Zdaniem minister sportu Joanny Muchy decyzja o koncercie Madonny na Stadionie Narodowym była słuszna. Najwyższa Izba Kontroli zarzuca ministerstwu sportu niegospodarność przy wydaniu prawie sześciu milionów złotych na ten koncert.

Joanna Mucha powiedziała na konferencji prasowej, że gdyby nie podjęła takiej decyzji NIK zarzuciłby jej zmarnowanie szansy na promocję Stadionu.

"Inna decyzja podjęta w lutym oznaczałaby, że zrezygnowałam z koncertu, który ma przynieść zysk i fantastyczny bonus promocyjny" - powiedziała.

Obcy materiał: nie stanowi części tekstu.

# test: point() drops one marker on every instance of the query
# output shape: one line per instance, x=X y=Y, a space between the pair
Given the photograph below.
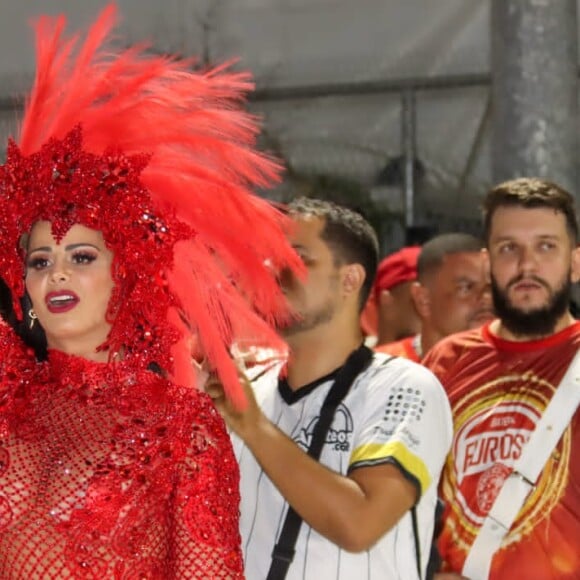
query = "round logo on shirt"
x=492 y=426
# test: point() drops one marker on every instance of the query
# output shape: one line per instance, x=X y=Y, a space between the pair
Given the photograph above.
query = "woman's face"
x=70 y=285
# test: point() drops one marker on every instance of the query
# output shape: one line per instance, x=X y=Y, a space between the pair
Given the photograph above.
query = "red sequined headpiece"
x=161 y=160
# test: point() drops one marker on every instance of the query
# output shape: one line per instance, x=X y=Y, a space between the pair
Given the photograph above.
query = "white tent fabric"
x=329 y=43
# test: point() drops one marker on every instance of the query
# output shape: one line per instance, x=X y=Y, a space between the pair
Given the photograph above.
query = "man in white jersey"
x=385 y=448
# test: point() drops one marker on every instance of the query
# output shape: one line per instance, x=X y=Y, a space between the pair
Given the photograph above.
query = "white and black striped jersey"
x=396 y=411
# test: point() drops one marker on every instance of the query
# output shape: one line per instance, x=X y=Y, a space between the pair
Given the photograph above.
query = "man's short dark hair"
x=434 y=251
x=351 y=239
x=530 y=192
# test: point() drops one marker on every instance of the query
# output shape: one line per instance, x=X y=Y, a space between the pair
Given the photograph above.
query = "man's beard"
x=535 y=322
x=305 y=322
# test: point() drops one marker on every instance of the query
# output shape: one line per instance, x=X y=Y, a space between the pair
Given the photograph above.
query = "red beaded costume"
x=111 y=470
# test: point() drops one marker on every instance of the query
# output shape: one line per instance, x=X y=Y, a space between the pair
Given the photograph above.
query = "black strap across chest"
x=284 y=550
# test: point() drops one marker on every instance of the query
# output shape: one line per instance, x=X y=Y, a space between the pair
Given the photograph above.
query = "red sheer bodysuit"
x=106 y=472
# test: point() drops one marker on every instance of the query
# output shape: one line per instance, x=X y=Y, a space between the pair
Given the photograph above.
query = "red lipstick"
x=61 y=301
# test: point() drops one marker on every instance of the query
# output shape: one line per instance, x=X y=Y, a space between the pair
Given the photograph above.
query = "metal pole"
x=535 y=90
x=409 y=142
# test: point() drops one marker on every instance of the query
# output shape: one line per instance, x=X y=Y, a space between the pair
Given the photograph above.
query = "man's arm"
x=352 y=511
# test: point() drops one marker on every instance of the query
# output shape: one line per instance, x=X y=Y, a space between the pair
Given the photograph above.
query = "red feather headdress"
x=161 y=160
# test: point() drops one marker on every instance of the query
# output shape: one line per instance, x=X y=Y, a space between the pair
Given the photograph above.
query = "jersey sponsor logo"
x=486 y=448
x=338 y=436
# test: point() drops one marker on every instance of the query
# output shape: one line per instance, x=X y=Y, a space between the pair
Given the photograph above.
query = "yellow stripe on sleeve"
x=375 y=453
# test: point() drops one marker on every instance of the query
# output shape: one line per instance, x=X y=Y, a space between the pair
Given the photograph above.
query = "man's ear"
x=421 y=299
x=353 y=279
x=486 y=265
x=575 y=265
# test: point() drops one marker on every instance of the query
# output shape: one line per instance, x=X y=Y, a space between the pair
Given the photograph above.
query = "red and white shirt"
x=498 y=390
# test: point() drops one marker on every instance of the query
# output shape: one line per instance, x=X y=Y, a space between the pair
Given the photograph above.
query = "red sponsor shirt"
x=403 y=348
x=498 y=389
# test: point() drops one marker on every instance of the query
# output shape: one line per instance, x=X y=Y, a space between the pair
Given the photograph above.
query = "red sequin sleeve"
x=207 y=502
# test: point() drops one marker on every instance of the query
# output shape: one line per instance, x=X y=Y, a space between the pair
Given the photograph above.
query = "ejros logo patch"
x=492 y=426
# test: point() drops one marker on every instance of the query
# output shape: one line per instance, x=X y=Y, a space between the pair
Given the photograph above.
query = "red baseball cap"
x=399 y=267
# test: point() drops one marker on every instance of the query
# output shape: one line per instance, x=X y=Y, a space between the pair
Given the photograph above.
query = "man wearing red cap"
x=396 y=317
x=451 y=293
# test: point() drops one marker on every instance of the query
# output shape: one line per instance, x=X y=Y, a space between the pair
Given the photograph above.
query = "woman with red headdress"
x=127 y=234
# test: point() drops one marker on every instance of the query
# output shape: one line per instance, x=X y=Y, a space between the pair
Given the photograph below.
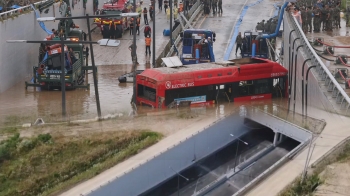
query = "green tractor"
x=47 y=74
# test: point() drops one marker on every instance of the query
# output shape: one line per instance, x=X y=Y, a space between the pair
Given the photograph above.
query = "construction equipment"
x=47 y=74
x=261 y=47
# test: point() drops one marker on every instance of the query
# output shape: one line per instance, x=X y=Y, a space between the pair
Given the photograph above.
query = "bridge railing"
x=15 y=12
x=168 y=51
x=333 y=87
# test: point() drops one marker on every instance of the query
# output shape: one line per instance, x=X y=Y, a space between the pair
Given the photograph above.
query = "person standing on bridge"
x=145 y=15
x=317 y=19
x=148 y=41
x=151 y=11
x=239 y=40
x=147 y=31
x=133 y=57
x=138 y=21
x=220 y=6
x=160 y=5
x=131 y=26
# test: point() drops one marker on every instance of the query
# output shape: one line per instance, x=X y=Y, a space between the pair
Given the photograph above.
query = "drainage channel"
x=216 y=174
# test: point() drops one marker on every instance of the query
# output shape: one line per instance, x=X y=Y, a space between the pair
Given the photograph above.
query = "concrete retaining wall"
x=316 y=96
x=177 y=158
x=269 y=171
x=331 y=155
x=17 y=60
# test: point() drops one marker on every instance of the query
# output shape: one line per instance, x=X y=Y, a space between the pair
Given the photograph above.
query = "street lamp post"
x=178 y=180
x=94 y=74
x=134 y=53
x=234 y=169
x=63 y=81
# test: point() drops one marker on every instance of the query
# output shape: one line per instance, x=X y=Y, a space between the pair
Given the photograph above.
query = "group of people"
x=317 y=16
x=214 y=5
x=147 y=30
x=267 y=27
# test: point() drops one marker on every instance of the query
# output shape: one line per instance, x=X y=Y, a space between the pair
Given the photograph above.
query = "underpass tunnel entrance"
x=254 y=146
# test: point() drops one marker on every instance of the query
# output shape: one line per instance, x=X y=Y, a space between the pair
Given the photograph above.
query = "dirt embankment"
x=336 y=180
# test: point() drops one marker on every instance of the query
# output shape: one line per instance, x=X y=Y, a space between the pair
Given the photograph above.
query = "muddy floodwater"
x=29 y=104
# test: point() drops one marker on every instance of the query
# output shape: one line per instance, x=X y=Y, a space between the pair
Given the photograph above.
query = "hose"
x=342 y=62
x=324 y=57
x=331 y=45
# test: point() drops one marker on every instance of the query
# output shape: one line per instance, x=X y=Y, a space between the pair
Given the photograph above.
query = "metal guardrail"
x=326 y=76
x=331 y=152
x=18 y=11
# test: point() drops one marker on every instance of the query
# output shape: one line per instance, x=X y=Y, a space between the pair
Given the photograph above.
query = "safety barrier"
x=18 y=11
x=333 y=87
x=331 y=154
x=193 y=12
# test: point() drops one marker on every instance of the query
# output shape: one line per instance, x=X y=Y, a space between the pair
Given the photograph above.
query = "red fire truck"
x=113 y=7
x=246 y=79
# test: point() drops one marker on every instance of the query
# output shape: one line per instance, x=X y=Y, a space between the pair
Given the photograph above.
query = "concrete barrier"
x=267 y=172
x=183 y=154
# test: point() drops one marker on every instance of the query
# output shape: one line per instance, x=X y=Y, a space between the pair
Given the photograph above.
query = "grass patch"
x=8 y=130
x=47 y=164
x=13 y=120
x=313 y=180
x=306 y=188
x=345 y=154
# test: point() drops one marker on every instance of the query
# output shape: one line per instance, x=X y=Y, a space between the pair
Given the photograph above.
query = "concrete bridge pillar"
x=282 y=137
x=276 y=139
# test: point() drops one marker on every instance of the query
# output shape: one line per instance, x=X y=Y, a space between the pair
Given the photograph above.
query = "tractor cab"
x=261 y=47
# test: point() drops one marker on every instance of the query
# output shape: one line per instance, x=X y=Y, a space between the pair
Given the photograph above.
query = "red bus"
x=237 y=80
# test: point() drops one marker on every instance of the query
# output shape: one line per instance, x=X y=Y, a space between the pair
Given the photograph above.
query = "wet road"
x=219 y=163
x=112 y=62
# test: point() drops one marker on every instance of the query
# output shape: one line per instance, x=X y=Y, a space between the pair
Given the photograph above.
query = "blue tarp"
x=42 y=25
x=15 y=6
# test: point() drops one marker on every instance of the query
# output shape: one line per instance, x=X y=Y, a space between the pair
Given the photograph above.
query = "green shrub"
x=44 y=138
x=4 y=153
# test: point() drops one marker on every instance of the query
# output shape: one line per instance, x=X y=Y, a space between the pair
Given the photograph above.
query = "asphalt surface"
x=211 y=168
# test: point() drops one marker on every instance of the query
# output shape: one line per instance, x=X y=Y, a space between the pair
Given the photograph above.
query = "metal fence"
x=15 y=12
x=333 y=87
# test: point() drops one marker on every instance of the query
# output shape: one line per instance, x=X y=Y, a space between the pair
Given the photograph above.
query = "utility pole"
x=63 y=81
x=154 y=35
x=171 y=23
x=94 y=70
x=134 y=59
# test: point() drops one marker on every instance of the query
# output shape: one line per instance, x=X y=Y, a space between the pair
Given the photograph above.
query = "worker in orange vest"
x=131 y=25
x=138 y=21
x=148 y=41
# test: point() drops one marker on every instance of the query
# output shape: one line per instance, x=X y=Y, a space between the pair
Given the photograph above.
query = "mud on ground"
x=165 y=123
x=336 y=180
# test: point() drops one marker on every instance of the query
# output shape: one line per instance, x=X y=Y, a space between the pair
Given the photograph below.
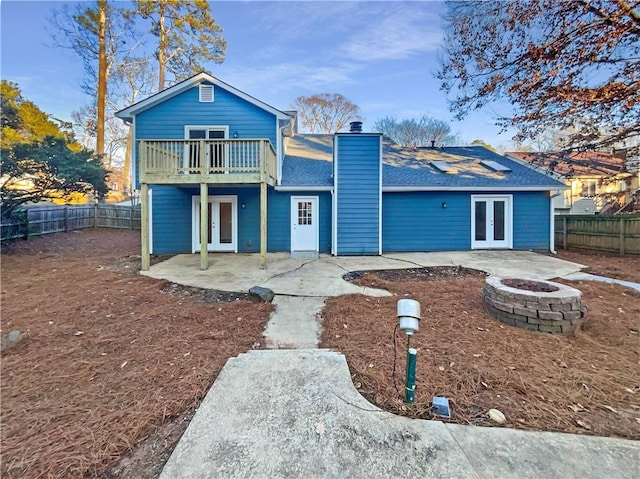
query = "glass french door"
x=491 y=221
x=222 y=230
x=215 y=154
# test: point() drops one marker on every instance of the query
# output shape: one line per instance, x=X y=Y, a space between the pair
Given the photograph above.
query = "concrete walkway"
x=296 y=414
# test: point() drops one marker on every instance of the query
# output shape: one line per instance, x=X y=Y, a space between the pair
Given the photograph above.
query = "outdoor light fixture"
x=409 y=315
x=409 y=322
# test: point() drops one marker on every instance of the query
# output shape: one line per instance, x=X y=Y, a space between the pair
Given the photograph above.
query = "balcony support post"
x=204 y=226
x=263 y=223
x=144 y=226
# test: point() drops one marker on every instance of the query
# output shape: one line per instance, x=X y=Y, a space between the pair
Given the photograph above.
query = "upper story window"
x=206 y=93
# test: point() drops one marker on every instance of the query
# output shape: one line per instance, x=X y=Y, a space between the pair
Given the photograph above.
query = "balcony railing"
x=210 y=161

Minister przypomniała, że to był jedyny koncert Madonny w Europie Środkowo-Wschodniej.

Minister podkreśliła, że w trakcie przygotowań popełniono wiele błędów w zarządzaniu tym projektem i stąd poniesiona strata. Dodała, że konsekwencje w tej sprawie zostały już wyciągnięte.

NIK I w wystąpieniu pokontrolnym zakwestionował legalność i gospodarność wydania 5,8 mln zł, które przeznaczono na sponsorowanie ubiegłorocznego koncertu Madonny.

W ocenie Izby, minister sportu miała prawo kierować do ministra finansów wnioski o uruchomienie kolejnych transz środków z rezerwy celowej także po zakończeniu Euro 2012, ale jedynie na zadania związane z mistrzostwami.